La saggia tenda di Churchill

Strategie Il premier inglese nel suo rifugio non si lasciò ossessionare dal nemico. Un esempio anche per noi

 

Di notte copriva la mappa della guerra: per vincere bisogna vivere, non sopravvivere

di Claudio Magris

A Londra, in King Charles street, c’è il Churchill Museum and Cabinet War Rooms, dove si riuniva il governo britannico durante la Seconda guerra mondiale. Stanze, scalette sotterranee — a pochi metri di profondità — sacchetti di terra che dovevano proteggere ministri, generali, funzionari, impiegati, operai, personale di servizio dalle bombe tedesche.

Misere, oggi commoventi difese dall’attacco di uno dei più terribili eserciti della Storia. Ma nelle case del Regno Unito sono entrati il lutto e il dolore, come aveva annunciato Churchill, e non la Wehrmacht hitleriana. Ci sono anche alcune stanze da letto. Sulla parete di alcune di esse c’è una grande carta geografica, dove ogni giorno venivano segnati i luoghi delle battaglie, avanzate e ritirate, vittorie e sconfitte. In una di queste stanze c’è una tenda, che si poteva chiudere in modo da coprire quella grande carta geografica sul muro.

È una stanza — non l’unica, credo — in cui talvolta dormiva Churchill, come attesta la bottiglia di whisky messa sul comodino accanto al letto. Molti anni fa, visitando il museo, ho chiesto il perché di quella tenda, visto che non c’erano finestre da cui potesse entrare la luce. L’aveva voluta Churchill, mi è stato detto. Forse, dopo aver cercato tutto il giorno di fronteggiare instancabilmente le situazioni sempre nuove e imprevedibili e risoluto a non mollare mai, per qualche ora, se era possibile, non voleva saperne più; tirava la tenda, faceva sparire al suo sguardo lo scenario di guerra mandando tutto all’inferno e si metteva a dormire, verosimilmente dopo qualche buona sorsata di whisky.

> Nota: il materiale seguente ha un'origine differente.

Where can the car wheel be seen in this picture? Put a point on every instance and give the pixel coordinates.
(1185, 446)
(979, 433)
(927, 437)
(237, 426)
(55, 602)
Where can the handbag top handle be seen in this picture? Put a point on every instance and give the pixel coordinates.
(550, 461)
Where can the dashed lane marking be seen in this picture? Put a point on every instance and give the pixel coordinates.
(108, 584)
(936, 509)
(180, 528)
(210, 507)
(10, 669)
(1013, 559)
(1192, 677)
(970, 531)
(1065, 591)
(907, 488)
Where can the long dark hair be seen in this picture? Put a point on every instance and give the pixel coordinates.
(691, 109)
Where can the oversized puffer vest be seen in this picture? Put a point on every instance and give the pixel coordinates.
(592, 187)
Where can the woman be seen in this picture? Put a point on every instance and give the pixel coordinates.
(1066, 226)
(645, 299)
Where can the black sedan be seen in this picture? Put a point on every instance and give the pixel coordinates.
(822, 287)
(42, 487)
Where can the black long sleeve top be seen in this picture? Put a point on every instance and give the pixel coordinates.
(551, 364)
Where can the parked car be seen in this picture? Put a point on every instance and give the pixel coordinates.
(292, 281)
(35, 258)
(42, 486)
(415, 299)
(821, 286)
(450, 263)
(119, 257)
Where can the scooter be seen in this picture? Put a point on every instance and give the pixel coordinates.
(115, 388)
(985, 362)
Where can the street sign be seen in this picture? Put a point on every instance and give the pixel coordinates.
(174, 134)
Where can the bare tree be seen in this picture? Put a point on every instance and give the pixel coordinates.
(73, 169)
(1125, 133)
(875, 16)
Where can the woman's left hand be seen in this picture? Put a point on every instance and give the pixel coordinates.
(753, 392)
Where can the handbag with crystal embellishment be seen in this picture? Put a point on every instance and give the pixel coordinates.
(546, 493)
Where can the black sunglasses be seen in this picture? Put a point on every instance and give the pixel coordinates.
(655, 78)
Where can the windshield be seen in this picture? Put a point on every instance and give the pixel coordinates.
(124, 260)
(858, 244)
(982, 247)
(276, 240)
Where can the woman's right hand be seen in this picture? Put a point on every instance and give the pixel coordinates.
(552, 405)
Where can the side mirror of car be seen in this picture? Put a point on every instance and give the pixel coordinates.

È solo così che si possono vincere le guerre, lottando strenuamente ma senza permettere di venire totalmente assorbiti da questa lotta, invasi dalla guerra non solo nel proprio Paese ma anche nella testa e nel cuore; senza permettere che il nemico occupi tutti i pensieri e i sentimenti e difendendo un piccolo ma libero spazio per i desideri, i progetti anche futili, le speranze anche puerili, i gusti più personali. Il nemico attacca pure con l’ansia e con l’ossessione. La mobilitazione generale è necessaria ma lo sono altrettanto le ore di sonno, possibilmente sognando cose più piacevoli delle battaglie.

Libertà

Disse san Luigi Gonzaga bambino: «Se sapessi di morire fra dieci minuti, continuerei a giocare»

Forse anche grazie a quella tenda l’Inghilterra non è stata piegata.

Durante la Seconda guerra mondiale ero un bambino; ricordo i bombardamenti e i miei che mi portavano più velocemente possibile al più vicino rifugio antiaereo, pateticamente inadeguato ma non inutile; ricordo la paura per mio padre per un certo periodo lontano e la sua soddisfazione presto imbarazzata perché delle quattro uova che era riuscito a comperare uno gli si era rotto in tasca; ricordo parenti sfollati da Napoli bombardata, l’occupazione nazista e quella jugoslava di Trieste. Ma ricordo che anche durante la guerra la gente giocava a carte, cercava di divertirsi, continuava a peccare, riuscendo così non solo a sopravvivere ma anche a vivere.

Pure nella guerra contro il virus è doveroso combattere osservando norme e prescrizioni, perché un esercito in libera uscita è destinato a perdere. È doveroso essere informati ma è forse dannoso o quanto meno inutile e logorante restare tutto il giorno davanti alla televisione, perché il cumulo e la ripetizione di notizie neutralizzano e ottundono queste ultime. Si resiste e si può vincere se ci si rende conto del pericolo, anche del pericolo di morire, ma senza pensare solo alla morte e alla sua verbosa enfasi. Si resiste e si può vincere se si difendono anche i propri desideri, piaceri, giochi. Che cosa faresti, chiese una volta un pio e tetro zio a san Luigi Gonzaga bambino che stava giocando nel giardino, se tu sapessi che morirai fra dieci minuti? «Continuerei a giocare», rispose il bambino.